My parents were never easy people, but I guess the world made them that way. Both of them were immigrants from Israel and came to the states with nothing. My dad was working for my mom’s brother as an electrician when they met. There definitely was no love in my household. Now my parents weren’t like some authoritarian dictators, disavowing love and emotions, forcing siblings to exchange silent hugs in secret corners, but there was none felt. Growing up, my dad would tell us “Listen, marriage is a business arrangement” (NP). So it shouldn’t have surprised me when they revealed that they were homophobic.
I can’t say that they haven’t grown more accepting now, but it has never been enough.

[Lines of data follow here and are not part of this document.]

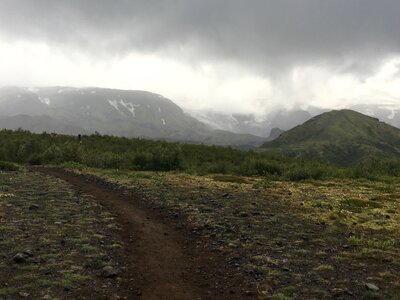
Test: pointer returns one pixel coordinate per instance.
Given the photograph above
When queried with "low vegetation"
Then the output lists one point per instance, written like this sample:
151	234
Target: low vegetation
299	229
295	240
54	243
106	152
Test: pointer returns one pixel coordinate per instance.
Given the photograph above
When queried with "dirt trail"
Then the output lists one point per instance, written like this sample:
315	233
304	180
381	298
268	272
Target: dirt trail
161	261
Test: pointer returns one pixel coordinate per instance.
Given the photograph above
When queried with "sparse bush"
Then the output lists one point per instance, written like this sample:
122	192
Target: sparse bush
137	154
7	166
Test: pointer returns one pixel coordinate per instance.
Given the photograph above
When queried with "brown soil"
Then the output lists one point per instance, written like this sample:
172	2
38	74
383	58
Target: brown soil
161	259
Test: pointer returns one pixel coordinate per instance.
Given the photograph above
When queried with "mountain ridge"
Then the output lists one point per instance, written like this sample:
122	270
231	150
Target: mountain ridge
342	137
110	111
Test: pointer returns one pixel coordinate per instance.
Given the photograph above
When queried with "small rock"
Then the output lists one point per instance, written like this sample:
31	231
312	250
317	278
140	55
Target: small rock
24	294
371	287
19	258
28	253
34	207
109	272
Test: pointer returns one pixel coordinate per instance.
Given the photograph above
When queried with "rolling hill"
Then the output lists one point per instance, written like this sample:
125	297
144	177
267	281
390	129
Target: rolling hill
342	137
126	113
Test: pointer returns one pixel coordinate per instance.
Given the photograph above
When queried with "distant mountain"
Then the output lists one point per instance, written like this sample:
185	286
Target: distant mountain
108	111
257	125
343	137
275	133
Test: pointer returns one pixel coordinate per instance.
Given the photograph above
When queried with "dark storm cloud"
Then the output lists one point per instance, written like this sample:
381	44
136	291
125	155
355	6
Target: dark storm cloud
350	34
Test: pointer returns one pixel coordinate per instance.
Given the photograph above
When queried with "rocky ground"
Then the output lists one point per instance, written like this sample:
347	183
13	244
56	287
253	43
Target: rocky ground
55	243
336	239
142	235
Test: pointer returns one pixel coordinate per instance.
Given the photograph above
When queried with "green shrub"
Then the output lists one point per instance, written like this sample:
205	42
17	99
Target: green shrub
7	166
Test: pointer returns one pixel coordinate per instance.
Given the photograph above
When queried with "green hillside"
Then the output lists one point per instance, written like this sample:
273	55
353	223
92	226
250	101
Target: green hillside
342	137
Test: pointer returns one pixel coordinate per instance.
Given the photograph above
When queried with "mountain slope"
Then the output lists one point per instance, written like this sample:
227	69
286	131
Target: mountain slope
342	137
108	111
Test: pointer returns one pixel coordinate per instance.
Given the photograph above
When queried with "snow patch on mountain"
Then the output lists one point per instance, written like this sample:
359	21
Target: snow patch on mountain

I can call back every argument we’ve had, every Old Testament line that my mom would throw at me or the stupid “next people will be marrying dogs!” argument my dad favored. I had grown so sick of my mom saying “I had a gay friend once I’m not homophobic” (NP). I still feel the sting from every single time that they asked me, “Why do you care?”
“Why do you care!?” In the moment, I struggle. Do I tell them? They assume I’m straight due to the past girlfriends I’ve brought home, but they don’t know that I really don’t have a sexual preference, I’m one-size-fits-all. But I bite my tongue, not from fear, I stopped caring what they thought of me years ago. But I would never tell them. That would invalidate every argument I ever made to them. Their thick skulls would reject every word, they’d be blinded by the shock that they somehow raised a pansexual son (little did they know that my sister is a lesbian and my other sister is bi). So I would yell back that I care because that’s what people do, that they’re wrong not to care. I would ask them what happened to their hearts but I’ve spent the last 20 years watching them turn to stone and I know better.

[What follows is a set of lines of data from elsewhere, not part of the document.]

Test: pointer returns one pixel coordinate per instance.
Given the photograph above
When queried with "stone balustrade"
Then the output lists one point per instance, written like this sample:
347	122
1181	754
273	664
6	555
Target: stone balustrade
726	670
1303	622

My sister finally told them, but she is bad at communicating, courtesy of our parents. She says shes gay and my mom scoffs, waiting for the punchline. She looks sick to her stomach, later asking me if I was surprised. “I knew” I said. She sighs, another piece fits back into the puzzle of our broken family as she begins to understand that she is the one out of the loop of our lives, she is untrustworthy. The next piece of the puzzle proved far too difficult to her. As quickly as the understanding set into her mind, it was rejected as she asks me “do you think it’s a phase? Maybe she hasn’t met the right guy yet” (NP). I again ask myself if I should tell her, perhaps in solidarity. But I watch the wisdom she has gained from the last hour of conversation begin to fade again. All progress is temporary. We build the sandcastle of understanding in their minds only to see the tide wash it back away. Their minds are oceans of ignorance, and not even concrete can withstand the sea. I think back to the time that I finally convinced my parents that gay marriage should be legalized. They had no further argument, they conceded, I won, we won. But somehow the next day it was as though they had forgotten the entire conversation.
So I bite my tongue. Joke’s on them, ¾ kids so far aren’t straight, and my little brother is only 16 so we’ll know soon enough. But even if my other sister and my brother do end up coming out to my
parents, I will bite my tongue. Not from fear or uncertainty, but because it is a waste of time. They do
not deserve the truth. So I bite my tongue.